Cuenta Julien Green en uno de los volúmenes de su diario que, cierto día, él, una amiga y un sobrino de su amiga –de escasos 10 años- fueron al cementerio de París a dejar flores ante una tumba, y mientras él y la mujer recitaban plegarias, el niño observaba las inscripciones de las lápidas vecinas y leía: “Al amado hijo”, “Al entrañable hermano”, “Al nieto querido”. Quedó pensativo, se rascó la barbilla y preguntó:
“Si a los seres queridos los ponen aquí, ¿dónde ponen a los que nadie quiere?”. En su inocente lógica, habría pensado: «¿A qué basurero los habrán arrojado?».
Porque, sepultar ¿no es acaso separar, o, mejor dicho, abandonar?
Comprendemos la perplejidad del niño porque, en el fondo, es nuestra propia perplejidad.
Uno de los personajes de Pabellón de reposo, de Camilo José Cela, monologa así: “A los muertos no se les debería enterrar: es cruel. Se les debería dejar en los verdes y húmedos prados, a la orilla de los alegres riachuelos, recubiertos con un tul o una gasa para que las mariposas no les molesten”.
Del hombre prehistórico casi nada sabemos, salvo que le gustaba pintar búfalos en las paredes de sus cuevas y que enterraba a sus muertos. “Lo que hay de distinto en el hombre respecto a los otros seres… –escribió Hans Georg Gadamer- es que construye sepulturas y a ellas consagra sus sentimientos, sus ideas y su capacidad creadora”.
Sí, lo que distinguió por milenios al hombre de la bestia –hasta que se inventó el lenguaje- es ese afán de guardar a sus muertos bajo tierra, como un tesoro.
Todas las desgracias de Antígona, la heroína griega, ¿no se desencadenaron a partir de que decidió sepultar a su hermano Polinices, muerto en el campo de batalla?
“Sí –dice Antígona-, enterraré a mi hermano. Nadie podrá reprocharme que lo haya dejado librado a las fieras. ¿Me ayudas?”.
Ismena, su hermana –y por lo tanto hermana del difunto- responde que no:
“Antigona, somos incapaces de vencer a los hombres. Los que mandan son más fuertes que nosotras. Que Polinices me perdone, pero no lo haré. Obedeceré al que manda”.
“Haz lo que te parezca –responde-, yo lo enterraré. Porque el tiempo en que estaré con los muertos, es mucho más largo del que estaré con los vivos”.

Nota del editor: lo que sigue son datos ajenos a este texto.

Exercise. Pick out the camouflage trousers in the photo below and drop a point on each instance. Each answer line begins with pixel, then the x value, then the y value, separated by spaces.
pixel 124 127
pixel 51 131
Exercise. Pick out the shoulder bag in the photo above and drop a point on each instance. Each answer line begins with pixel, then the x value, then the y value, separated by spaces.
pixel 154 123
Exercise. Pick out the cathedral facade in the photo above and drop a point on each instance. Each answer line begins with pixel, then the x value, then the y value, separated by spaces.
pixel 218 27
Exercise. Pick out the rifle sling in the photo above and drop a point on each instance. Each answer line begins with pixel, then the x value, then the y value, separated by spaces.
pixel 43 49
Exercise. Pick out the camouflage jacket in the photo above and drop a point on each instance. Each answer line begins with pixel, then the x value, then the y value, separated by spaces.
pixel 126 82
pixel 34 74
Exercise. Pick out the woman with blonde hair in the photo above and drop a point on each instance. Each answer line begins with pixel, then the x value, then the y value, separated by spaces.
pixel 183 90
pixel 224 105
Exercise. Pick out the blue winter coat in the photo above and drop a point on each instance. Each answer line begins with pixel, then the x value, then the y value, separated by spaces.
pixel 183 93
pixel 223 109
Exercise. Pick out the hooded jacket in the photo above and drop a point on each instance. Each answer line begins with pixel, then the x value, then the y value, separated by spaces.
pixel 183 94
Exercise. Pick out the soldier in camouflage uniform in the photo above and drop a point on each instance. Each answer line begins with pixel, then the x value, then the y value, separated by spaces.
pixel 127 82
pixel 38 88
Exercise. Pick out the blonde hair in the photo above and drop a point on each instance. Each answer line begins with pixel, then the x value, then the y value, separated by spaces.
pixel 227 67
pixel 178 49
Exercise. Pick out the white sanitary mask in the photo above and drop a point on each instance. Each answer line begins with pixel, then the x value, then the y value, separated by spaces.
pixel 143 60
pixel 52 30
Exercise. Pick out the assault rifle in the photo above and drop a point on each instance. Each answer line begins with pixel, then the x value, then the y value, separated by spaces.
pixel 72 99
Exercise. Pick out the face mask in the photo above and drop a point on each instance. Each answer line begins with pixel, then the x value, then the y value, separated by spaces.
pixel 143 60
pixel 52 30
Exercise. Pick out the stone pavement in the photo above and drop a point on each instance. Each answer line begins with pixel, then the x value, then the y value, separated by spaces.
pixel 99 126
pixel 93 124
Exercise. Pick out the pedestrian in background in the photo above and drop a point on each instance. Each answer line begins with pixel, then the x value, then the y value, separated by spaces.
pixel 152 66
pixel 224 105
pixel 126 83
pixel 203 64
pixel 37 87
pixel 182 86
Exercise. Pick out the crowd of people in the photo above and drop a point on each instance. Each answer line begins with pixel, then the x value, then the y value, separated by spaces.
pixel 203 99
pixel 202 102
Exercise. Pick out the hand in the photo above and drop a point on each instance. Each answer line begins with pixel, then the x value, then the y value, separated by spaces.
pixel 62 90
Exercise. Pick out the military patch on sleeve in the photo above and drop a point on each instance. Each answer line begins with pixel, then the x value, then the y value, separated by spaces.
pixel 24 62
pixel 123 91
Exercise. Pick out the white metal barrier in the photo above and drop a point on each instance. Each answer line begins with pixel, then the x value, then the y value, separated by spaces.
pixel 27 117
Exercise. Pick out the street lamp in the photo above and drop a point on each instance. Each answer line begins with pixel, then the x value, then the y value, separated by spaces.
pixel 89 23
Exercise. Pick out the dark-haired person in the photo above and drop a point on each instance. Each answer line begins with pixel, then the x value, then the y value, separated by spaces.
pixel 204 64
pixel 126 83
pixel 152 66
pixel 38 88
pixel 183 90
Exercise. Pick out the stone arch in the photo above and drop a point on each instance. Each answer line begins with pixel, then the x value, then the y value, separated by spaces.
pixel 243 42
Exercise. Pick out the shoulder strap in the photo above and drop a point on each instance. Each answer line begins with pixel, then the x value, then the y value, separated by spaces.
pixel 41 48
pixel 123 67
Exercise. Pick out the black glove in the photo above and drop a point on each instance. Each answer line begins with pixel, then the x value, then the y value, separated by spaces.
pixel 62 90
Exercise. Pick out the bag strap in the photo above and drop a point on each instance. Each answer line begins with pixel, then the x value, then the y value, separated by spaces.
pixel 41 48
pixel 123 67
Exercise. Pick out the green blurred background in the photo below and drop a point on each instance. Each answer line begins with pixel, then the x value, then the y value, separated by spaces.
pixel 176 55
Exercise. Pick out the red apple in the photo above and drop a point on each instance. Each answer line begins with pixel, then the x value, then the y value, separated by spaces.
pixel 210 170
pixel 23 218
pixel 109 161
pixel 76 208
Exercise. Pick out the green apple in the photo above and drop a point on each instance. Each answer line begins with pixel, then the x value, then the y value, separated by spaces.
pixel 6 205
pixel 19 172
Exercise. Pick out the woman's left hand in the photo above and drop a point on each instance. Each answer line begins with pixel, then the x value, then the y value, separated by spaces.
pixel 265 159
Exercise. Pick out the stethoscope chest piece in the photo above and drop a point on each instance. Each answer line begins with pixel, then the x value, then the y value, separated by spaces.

¡Así, así se habla, mujer! A veces, obedecer al que manda no siempre es lo que Dios quiere. ¡Ay, Antígona, en México también existen Creontes que dicen: “Es preciso obedecer las leyes de los hombres antes que las de Dios”!. Pero tú vas a enterrar a tu hermano, pues sabes a quién es preciso obedecer antes que a los amos de este mundo.
El niño del cementerio tiene razón; la enferma de la novela de Cela tiene razón; todos los que temen la muerte tienen razón: semejante práctica –sepultar a los muertos- tiene mucho de inhumana; y, sin embargo, hay quien daría la vida porque los cuerpos de sus muertos queridos no se descompongan al aire libre y a la vista de todos.
No, sepultar no es separar, ni abandonar: para los cristianos, es sembrar una semilla que dará fruto a su tiempo, que explotará llena de vida a la salida del sol, con la irrupción de la primavera.